Gravely Ellen Jorth studied her father’s face, and the newly found truth-seeing power of her eyes did not fail her. In part, perhaps in all, he was telling lies. She shuddered a little, loyally battling against the insidious convictions being brought to fruition. Perhaps in his brooding over his failures and troubles he leaned toward false judgments. Ellen could not attach dishonor to her father’s motives or speeches. For long, however, something about him had troubled her, perplexed her. Fearfully she believed she was coming to some revelation, and, despite her keen determination to know, she found herself shrinking.

“Dad, mother told me before she died that the Isbels had ruined you,” said Ellen, very low. It hurt her so to see her father cover his face that she could hardly go on. “If they ruined you they ruined all of us. I know what we had once—what we lost again and again—and I see what we are come to now. Mother hated the Isbels. She taught me to hate the very name. But I never knew how they ruined you—or why—or when. And I want to know now.”

Then it was not the face of a liar that Jorth disclosed. The present was forgotten. He lived in the past. He even seemed younger ‘in the revivifying flash of hate that made his face radiant.

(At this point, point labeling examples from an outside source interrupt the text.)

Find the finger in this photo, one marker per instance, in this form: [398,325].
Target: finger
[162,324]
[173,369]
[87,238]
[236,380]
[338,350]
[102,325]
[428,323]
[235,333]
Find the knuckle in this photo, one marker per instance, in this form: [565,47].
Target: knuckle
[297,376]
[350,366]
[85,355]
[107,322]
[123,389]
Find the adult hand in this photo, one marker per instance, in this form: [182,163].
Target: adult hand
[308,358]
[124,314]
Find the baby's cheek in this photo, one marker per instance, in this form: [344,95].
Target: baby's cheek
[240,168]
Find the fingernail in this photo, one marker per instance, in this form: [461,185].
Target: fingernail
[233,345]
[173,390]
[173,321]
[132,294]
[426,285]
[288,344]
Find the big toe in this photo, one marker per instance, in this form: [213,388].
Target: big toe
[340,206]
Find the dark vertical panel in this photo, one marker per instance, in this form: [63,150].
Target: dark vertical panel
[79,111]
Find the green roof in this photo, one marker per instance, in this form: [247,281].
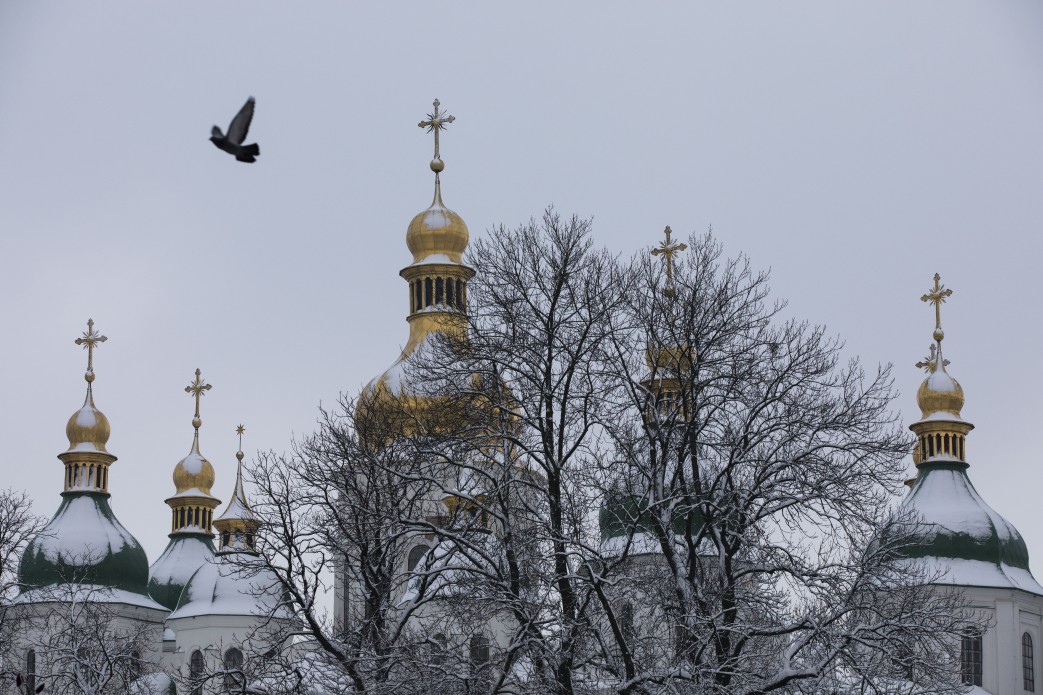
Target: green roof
[85,543]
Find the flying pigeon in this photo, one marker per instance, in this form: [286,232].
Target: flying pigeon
[233,143]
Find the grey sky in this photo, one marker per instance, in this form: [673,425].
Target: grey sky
[853,148]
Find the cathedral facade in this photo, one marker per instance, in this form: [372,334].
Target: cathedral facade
[196,614]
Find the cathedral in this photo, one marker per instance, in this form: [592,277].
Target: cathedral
[196,614]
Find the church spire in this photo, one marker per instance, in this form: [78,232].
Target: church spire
[192,504]
[87,460]
[941,431]
[238,525]
[665,361]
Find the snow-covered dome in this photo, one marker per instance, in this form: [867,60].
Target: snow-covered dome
[224,586]
[626,526]
[964,541]
[437,237]
[88,428]
[85,543]
[172,570]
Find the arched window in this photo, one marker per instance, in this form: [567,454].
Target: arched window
[1027,663]
[233,668]
[439,646]
[479,650]
[30,671]
[970,658]
[196,667]
[627,622]
[480,660]
[415,553]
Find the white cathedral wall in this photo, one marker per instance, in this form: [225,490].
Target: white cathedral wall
[1010,614]
[31,621]
[213,636]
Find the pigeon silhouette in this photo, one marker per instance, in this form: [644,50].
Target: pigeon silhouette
[233,143]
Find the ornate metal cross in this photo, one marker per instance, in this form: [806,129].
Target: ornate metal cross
[937,296]
[668,249]
[197,388]
[436,121]
[930,363]
[90,339]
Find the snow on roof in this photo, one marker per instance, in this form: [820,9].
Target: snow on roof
[644,543]
[947,500]
[152,684]
[979,573]
[223,588]
[63,593]
[436,259]
[82,535]
[179,560]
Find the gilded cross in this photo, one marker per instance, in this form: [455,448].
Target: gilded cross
[937,296]
[436,121]
[668,249]
[197,388]
[930,363]
[90,339]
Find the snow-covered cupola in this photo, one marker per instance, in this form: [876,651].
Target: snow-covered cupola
[966,541]
[85,544]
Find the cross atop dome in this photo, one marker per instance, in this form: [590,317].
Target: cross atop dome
[435,123]
[197,388]
[668,249]
[90,339]
[937,295]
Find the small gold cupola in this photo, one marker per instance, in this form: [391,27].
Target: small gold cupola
[87,460]
[437,279]
[941,430]
[192,504]
[238,525]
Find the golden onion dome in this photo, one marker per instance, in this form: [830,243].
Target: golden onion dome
[437,231]
[940,392]
[88,428]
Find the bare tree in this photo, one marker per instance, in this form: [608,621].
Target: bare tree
[762,470]
[627,489]
[18,526]
[87,642]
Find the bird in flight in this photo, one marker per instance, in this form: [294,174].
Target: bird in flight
[233,143]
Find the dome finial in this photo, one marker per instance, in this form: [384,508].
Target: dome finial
[197,388]
[940,393]
[90,339]
[88,429]
[435,123]
[937,296]
[668,249]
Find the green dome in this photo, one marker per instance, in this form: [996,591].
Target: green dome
[961,534]
[171,572]
[628,512]
[86,544]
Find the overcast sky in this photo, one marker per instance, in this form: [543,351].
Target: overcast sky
[853,148]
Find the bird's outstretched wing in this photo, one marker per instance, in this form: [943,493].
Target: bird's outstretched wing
[241,123]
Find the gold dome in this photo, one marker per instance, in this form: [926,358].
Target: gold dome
[940,393]
[437,231]
[88,429]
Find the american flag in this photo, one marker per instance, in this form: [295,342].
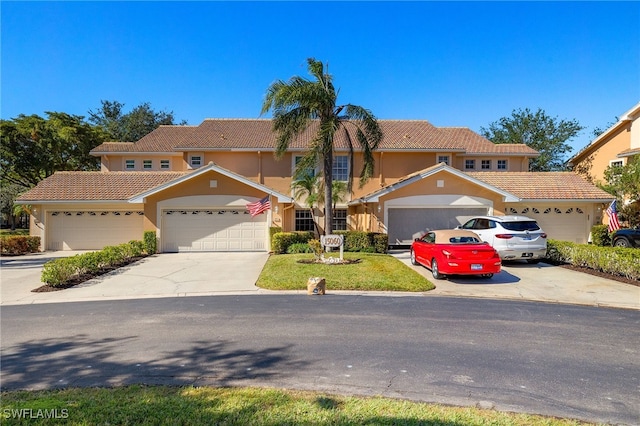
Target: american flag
[259,206]
[613,217]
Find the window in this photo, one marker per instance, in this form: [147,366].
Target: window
[341,168]
[196,161]
[304,221]
[340,220]
[296,161]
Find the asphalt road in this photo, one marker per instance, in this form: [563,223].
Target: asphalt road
[568,361]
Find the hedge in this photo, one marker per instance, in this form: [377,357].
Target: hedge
[354,241]
[611,260]
[150,242]
[19,244]
[600,235]
[59,272]
[280,241]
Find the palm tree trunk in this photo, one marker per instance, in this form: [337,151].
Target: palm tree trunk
[328,199]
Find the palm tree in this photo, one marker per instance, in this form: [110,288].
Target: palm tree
[299,103]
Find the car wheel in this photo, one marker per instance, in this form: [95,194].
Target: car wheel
[621,242]
[435,271]
[413,258]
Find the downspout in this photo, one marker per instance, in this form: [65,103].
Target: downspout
[381,174]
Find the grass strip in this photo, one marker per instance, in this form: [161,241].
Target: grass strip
[166,405]
[374,272]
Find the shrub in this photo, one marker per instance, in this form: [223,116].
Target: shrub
[59,272]
[299,248]
[150,242]
[316,247]
[19,244]
[600,235]
[281,241]
[611,260]
[381,242]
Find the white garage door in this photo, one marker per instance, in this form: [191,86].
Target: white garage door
[406,224]
[92,230]
[564,223]
[213,230]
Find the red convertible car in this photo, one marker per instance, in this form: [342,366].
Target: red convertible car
[455,252]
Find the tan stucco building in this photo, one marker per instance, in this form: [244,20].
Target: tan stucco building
[191,184]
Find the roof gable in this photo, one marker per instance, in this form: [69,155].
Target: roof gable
[544,185]
[257,134]
[139,198]
[434,170]
[95,186]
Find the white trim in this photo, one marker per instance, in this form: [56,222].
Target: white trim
[375,197]
[140,198]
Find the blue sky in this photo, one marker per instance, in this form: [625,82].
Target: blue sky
[451,63]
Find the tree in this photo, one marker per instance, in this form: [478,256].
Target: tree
[623,181]
[33,147]
[131,126]
[301,103]
[306,186]
[547,135]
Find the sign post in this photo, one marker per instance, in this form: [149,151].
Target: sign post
[333,240]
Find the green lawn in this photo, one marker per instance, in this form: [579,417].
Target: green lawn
[166,405]
[377,272]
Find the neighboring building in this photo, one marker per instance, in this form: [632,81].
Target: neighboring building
[613,147]
[191,184]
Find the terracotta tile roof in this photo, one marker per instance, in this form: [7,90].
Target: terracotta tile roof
[256,134]
[629,152]
[162,139]
[94,186]
[543,185]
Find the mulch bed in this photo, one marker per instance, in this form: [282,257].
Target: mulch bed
[596,273]
[82,278]
[336,262]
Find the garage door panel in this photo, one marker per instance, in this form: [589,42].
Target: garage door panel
[559,222]
[92,230]
[406,224]
[213,230]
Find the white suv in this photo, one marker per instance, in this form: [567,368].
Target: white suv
[513,237]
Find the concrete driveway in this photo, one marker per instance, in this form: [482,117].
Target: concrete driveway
[200,274]
[160,275]
[539,282]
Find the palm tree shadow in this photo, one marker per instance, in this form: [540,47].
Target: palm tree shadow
[82,361]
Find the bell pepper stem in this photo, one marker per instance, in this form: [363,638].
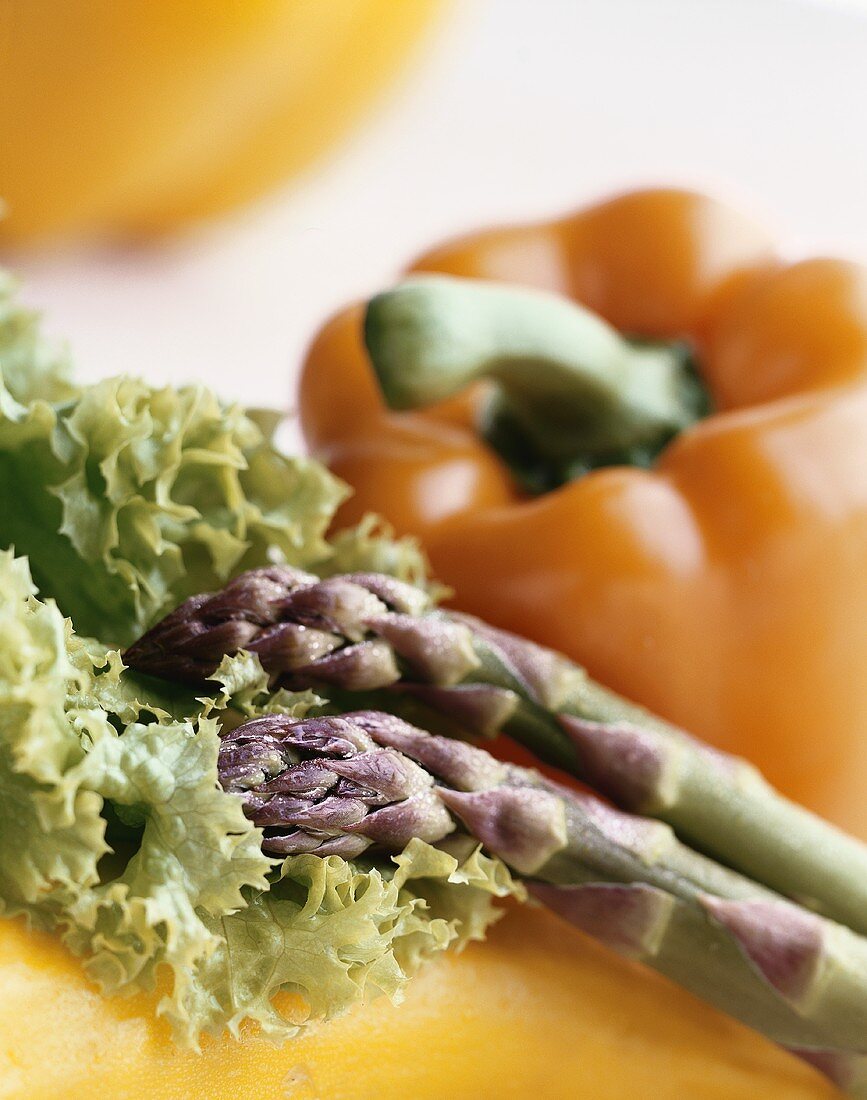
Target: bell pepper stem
[568,389]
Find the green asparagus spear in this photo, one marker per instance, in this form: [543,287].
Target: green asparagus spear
[369,782]
[369,633]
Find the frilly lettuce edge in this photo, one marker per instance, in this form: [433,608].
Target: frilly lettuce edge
[114,832]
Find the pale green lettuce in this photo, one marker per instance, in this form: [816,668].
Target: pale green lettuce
[113,828]
[127,498]
[114,831]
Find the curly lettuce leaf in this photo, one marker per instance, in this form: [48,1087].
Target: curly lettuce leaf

The lines burned out. Hate gave him back the spirit of his youth.

“Gaston Isbel an’ I were boys together in Weston, Texas,” began Jorth, in swift, passionate voice. “We went to school together. We loved the same girl—your mother. When the war broke out she was engaged to Isbel. His family was rich. They influenced her people. But she loved me. When Isbel went to war she married me. He came back an’ faced us. God! I’ll never forget that. Your mother confessed her unfaithfulness—by Heaven! She taunted him with it. Isbel accused me of winnin’ her by lies. But she took the sting out of that.

“Isbel never forgave her an’ he hounded me to ruin. He made me out a card-sharp, cheatin’ my best friends. I was disgraced. Later he tangled me in the courts—he beat me out of property—an’ last by convictin’ me of rustlin’ cattle he run me out of Texas.”

Black and distorted now, Jorth’s face was a spectacle to make Ellen sick with a terrible passion of despair and hate. The truth of her father’s ruin and her own were enough. What mattered all else? Jorth beat the table with fluttering, nerveless hands that seemed all the more significant for their lack of physical force.

“An’ so help me God, it’s got to be wiped out in blood!” he hissed.

That was his answer to the wavering and nobility of Ellen. And she in her turn had no answer to make. She crept away into the corner behind the curtain, and there on her couch in the semidarkness she lay with strained heart, and a resurging, unconquerable tumult in her mind. And she lay there from the middle of that afternoon until the next morning.